Wednesday, June 4, 2014

The Meeting



This is a selection from a larger piece which is intended to be the first part of a much longer story.


The overhead fan squeaked as it whirled in place, seemingly trying to tear itself loose from its mounting and escape.  Steven was envious of it.  For though he was not physically anchored in place, he could just as soon leave as sprout wings and fly.  These morning status meetings were the worst, the absolute last thing he ever wanted to do.  Greg was seated next to him at the long conference table, audibly snoring.  How he could get away with such blazon disregard for the rules, Steven did not know.  Surely others heard it.  He had all the subtlety of a water buffalo as he sawed through logs in his sleep.

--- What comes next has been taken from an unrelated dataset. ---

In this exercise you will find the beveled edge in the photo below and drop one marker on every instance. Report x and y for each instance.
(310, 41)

            Steven’s boss, Mr. Elliot, was an ancient man.  There were certainly hieroglyphics in Egypt bearing his likeness.  It seemed likely that the only thing keeping him from disintegrating into a pile of dust was his loathing for his employees; Specifically, Steven.  The old man lived to make his life miserable.  “Mr. Caldwell!,” he spouted, “If you find this meeting so boring that you insist on sleeping through it, perhaps you would rather clean out your desk?”
            Steven fumed.  Greg sat next to him, still snoring away like an old lawnmower.  The fact that Mr. Elliot assumed Steven was the culprit was nothing new.  He had grown to accept that the fossil was put here by the universe to make his life miserable.  He was not human, something that could not be reasoned with or understood.  This, Steven could at least deal with.  The universe could not be reasoned with.

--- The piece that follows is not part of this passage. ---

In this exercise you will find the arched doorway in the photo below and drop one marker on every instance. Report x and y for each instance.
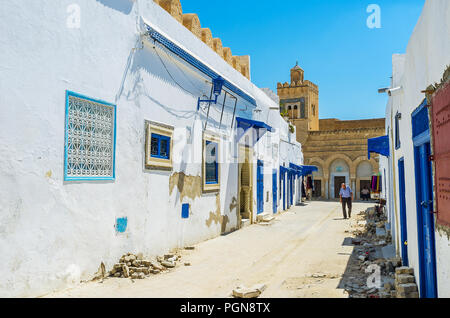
(363, 174)
(319, 186)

            His co-workers, however, were a different story.  They were completely useless.  Even his best friend Greg, whom he hated, never once took responsibility for the things he did.  This was not the first time Steven had been pegged for something Greg did.  There was the time that Greg actually slept in Mr. Elliot’s office for 3 hours while the old man was in a meeting.  When he returned to find Greg on the couch, somehow Steven got roped into a 5 hour HR seminar about improper use of company time.
            But Greg was far from the only person at Smith Marketing that made Steven miserable on a daily basis.  The whole building must have been built over a portal to another dimension.  This dimension seemed to be occupied entirely by idiots, whose sole purpose was to travel to this plane of existence to make Steven’s day more difficult.